7 Protein Smoothies You Can Easily Blend Up in the Morning

1. Good Morning Coffee Smoothie

This smoothie is ideal for morning coffee drinkers who need protein. It has almond milk, banana, oats, protein powder, and almond butter. Coffee wakes you up, while protein powder and oatmeal keep you full and energized until lunch. Almond butter gives coffee a smooth, nutty taste.

2. Raspberry Banana Protein Smoothie Bowl

Spoon-eaters will love this smoothie bowl. Raspberries, bananas, Greek yogurt, almond milk, and protein powder make it. Raspberries and bananas sweeten and provide fiber to the Greek yogurt base. Add granola and chia seeds for crunch!

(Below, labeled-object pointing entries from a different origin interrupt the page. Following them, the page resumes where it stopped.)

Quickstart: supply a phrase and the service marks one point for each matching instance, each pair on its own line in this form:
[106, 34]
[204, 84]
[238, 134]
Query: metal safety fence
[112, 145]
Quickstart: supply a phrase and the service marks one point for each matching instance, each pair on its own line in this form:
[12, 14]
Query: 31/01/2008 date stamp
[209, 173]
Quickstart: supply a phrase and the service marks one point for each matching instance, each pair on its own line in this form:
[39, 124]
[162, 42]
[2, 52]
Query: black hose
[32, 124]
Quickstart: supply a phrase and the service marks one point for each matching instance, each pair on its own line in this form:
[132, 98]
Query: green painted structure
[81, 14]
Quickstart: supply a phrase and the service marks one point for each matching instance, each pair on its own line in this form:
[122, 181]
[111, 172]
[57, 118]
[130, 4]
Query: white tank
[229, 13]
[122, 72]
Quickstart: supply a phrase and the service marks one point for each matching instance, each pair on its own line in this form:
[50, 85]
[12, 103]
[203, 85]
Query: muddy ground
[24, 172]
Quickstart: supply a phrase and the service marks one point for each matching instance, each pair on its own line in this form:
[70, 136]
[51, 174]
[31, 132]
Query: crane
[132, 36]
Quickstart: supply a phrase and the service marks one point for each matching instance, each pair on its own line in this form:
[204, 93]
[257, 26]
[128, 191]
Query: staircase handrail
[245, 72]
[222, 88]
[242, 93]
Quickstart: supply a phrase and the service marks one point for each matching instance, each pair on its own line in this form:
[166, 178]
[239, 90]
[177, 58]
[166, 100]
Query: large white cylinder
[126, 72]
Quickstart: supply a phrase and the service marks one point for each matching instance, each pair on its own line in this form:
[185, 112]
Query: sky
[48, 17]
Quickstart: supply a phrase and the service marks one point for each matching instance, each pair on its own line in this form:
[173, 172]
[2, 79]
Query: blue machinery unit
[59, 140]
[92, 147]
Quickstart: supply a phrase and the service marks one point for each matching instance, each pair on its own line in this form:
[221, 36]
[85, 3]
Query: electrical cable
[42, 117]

3. Peanut Butter Banana Smoothie

Peanut butter and protein powder enhance this smoothie. Peanut butter offers protein and healthy fats, while bananas bring potassium and sweetness. This smoothie makes a quick and tasty breakfast or post-workout snack. Add cacao powder for chocolatey flavor!

4. Avocado Smoothie

This breakfast smoothie adds healthy fats. Avocado, banana, almond milk, spinach, and protein powder make it. Bananas offer sweetness and fiber, while avocados add creaminess. Spinach adds nutrition. This dairy- and gluten-free breakfast smoothie is ideal.

5. Vanilla Protein Smoothie

Vanilla smoothies are customizable. Vanilla protein powder, almond milk, banana, and cinnamon make it. Vanilla protein powder adds natural vanilla taste, while bananas offer sweetness and fiber. Cinnamon gives a lovely fall taste.

6. Blueberry Peanut Butter Protein Smoothie

This breakfast smoothie is tasty and healthy. Blueberries, peanut butter, Greek yogurt, almond milk, and protein powder make it. Peanut butter, Greek yogurt, and blueberries give healthful fats, protein, and antioxidants. For sweetness, add honey.

7. Greek Yogurt Smoothie

This smoothie adds Greek yogurt to breakfast. Greek yogurt adds creaminess and tanginess, while bananas bring sweetness and fiber. Honey sweetens the yogurt's tanginess. Add frozen berries for added taste!